Soon after, we are presented with a sequence that is (for my money) all the more disturbing, centring on the framed still photographs that adorn the walls of the house, all of which are of children. They might pass for perfectly ordinary family photos, but for the fact that the children's facial features have been obscured, recalling the subjugation of Kaylee, and in some cases their heads are missing altogether. A natural assumption would be that the images depict Kaylee and Kevin at even earlier points in their short lives; their modification could be indicative of a temporal disconnection, as Kevin's memory of his former life erodes and he is fractured off into an inertia that exists without past or future. Alternatively, it might be suggestive of the historic traumas that have assured the destruction of Kaylee and Kevin across a longer period of time. A more terrifying possibility still is that the pictured children are not Kaylee and Kevin at all, but other victims of this same process, indicating that the story we've seen is in no way unique. Another way of putting it is that this house is, in an allegorical sense, made out of gingerbread, and these children were already eaten by the witch that lurks within - for, in Ball's own words"If people pay attention, they see it's basically a Hansel and Gretel story."

 

In the most familiar version of the classic German tale, Hansel and Gretel fall into the clutches of a witch after being abandoned in the wilderness by their father, though he does so reluctantly, at the insistence of the children's vicious stepmother. The children ultimately defeat the witch and return to their father to find that the stepmother has been conveniently disposed of in their absence; the vanquishing of the witch implicitly precipitates that of the stepmother, suggesting that, for all intents and purposes, the two are one and the same. If we are to read Skinamarink as a retelling of this story, we might take that as a clue that the children's mother is dead before the picture begins and, furthermore, that the "mother" Kaylee encounters in the bedroom is not really her lingering spectre, but an imposter, in likelihood another of the entity's deceptions. We would, however, do well to keep in mind that in the earliest editions of the story presented by the Brothers Grimm, it was the children's biological mother who expelled them from the home. This was later superseded by the narrative of the wicked stepmother, which proved more enduring - for it is easier to attribute corruption and abandonment to an interloping evil than to reckon with the possibility of it arising from within, among those we'd trust to love and protect us. The narrative is a smokescreen, much like the mother's insistence that Kaylee keep her eyes closed, designed to shield us from some unpalatable reality. And how easily does it really sit with us that, even in the most oft-told version of the story, the biological father bends to the will of the stepmother and abandons the children, even if they are reconciled at the end? Is there such a world of difference between a parent who promises protection and leaves his children to die in the woods and a witch who promises gingerbread and lights up a cooking pot?

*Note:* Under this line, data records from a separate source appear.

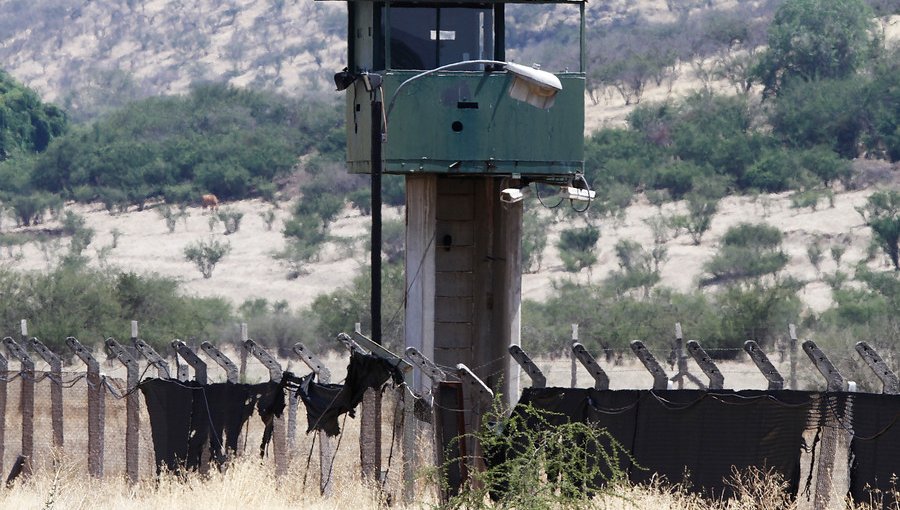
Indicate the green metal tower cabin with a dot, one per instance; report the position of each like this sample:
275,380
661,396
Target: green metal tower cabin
430,95
460,120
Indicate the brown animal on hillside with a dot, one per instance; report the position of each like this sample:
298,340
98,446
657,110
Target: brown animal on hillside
209,200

The prospect of the witch and parents being parallels of one another, if not outright the same, makes the film's closing implication particularly unsettling. In the final sequence, we return to what is presumably Kevin's perspective once more, scanning the grainy blackness until our gaze falls upon the outline of a figure standing above us. The figure looks vaguely human, and like an adult, but it is hard to tell, not least because its facial features are (of course) obscured. We can just about discern its lips moving, and the words that come out are the predictable ones - we are told to go to sleep. The film thus leaves us at a point of delicious ambiguity; it is unclear if it signals the end of the nightmare, with Kevin (and by extension, ourselves) awakening from a bad dream to the parental reassurance that nothing wrong is really happening (as hollow as such reassurances might sound), or our continued entrapment, as our captor subdues us to a bad reality that is basically inescapable. Exacerbating our unease is that we cannot be certain if we are in the presence of one of Kevin's parents, be it his mother or his father, or the entity. Kevin, for his part, does not seem sure either. He asks the figure to identify itself, and receives no answer. In practice it might make little difference. If we've escaped the witch but have only dubious guardians to run to, aren't we merely headed back to square one?

Monday, 13 October 2025

The Three Children (aka Beware The Friendly Stranger - But He's Not What You Think)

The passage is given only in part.